Continued consolidation of the food supply base will lead to more powerful and assertive customers in some markets. These customers are placing increasing demand on the entire supply chain for reduced cost and higher levels of value delivery.
While many companies focus on price reduction as a solution, they soon realize that there is only so much supplier margin and they soon become in effective in trying to meet the increasing demands of the customer and company management. They also realize that there is a significant cost and time involved in changing and developing new suppliers.
The solution to increasing demand for value is to get business alignment across the entire supply chain, which requires value-based relationships. In an upcoming webinar presented by TraceGains, William L Michels, will speak about how a company can build such a process that delivers cost and value improvement year on year, and how you can better understand SRM (click here to register).
Michels is President of ISM Services, a specialty training & consulting company that focuses on procurement and supply chain management. In a chat with Food Safety Tech, Michels provided a sneak-peek into his presentation.

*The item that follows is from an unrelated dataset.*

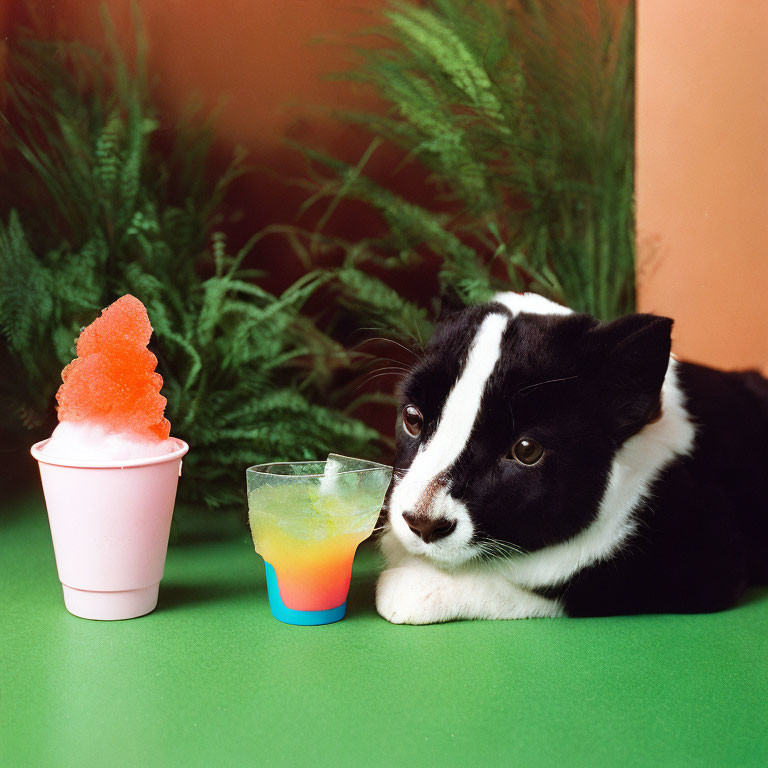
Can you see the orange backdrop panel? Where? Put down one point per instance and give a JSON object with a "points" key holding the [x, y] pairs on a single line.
{"points": [[702, 175]]}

Michels: The food industry has been consolidating for some time, and now it is essential that food companies align with the suppliers that can meet their overall business goals for cost, quality, safety and value delivery. The drive for continued consolidation will ultimately impact supply chains leaving integrated, exclusive and competing supply chains. Only the leanest, most efficient, and aligned supply chains will provide maximum competitive advantage to the end customer.
In the past many companies have focused on price, but as buyers gain transparency on supply chain cost, yields and efficiency, they need to manage the supply chain and optimize value delivery. SRM is the process by which companies can integrate the supply chain and extract real value.
SRM is a resource-intensive investment with a big pay back, therefore, we need to align with the most strategic suppliers to assure that we can get the maximum value and competitive advantage. The webinar will provide a template for choosing the correct suppliers.
Companies fail to look beyond the immediate first tier supplier in the supply chain and fail to recognize all aspects of the relationship that will lead to competitive advantage for both firms. Through the SRM process, companies can improve speed to market, total cost of ownership, quality, availability, and risk management. The webinar will detail how every supplier in the supply chain can incrementally add value.
If food companies continue to focus on price, rather that cost and value, the food industry will not progress far. Driving already slim margins lower will not provide the necessary capital to invest, innovate, create new processes and add incremental value. By recognizing the need for transparency and linkages of business objectives across the supply base, there is an opportunity for true transformation. This is an evolutionary process.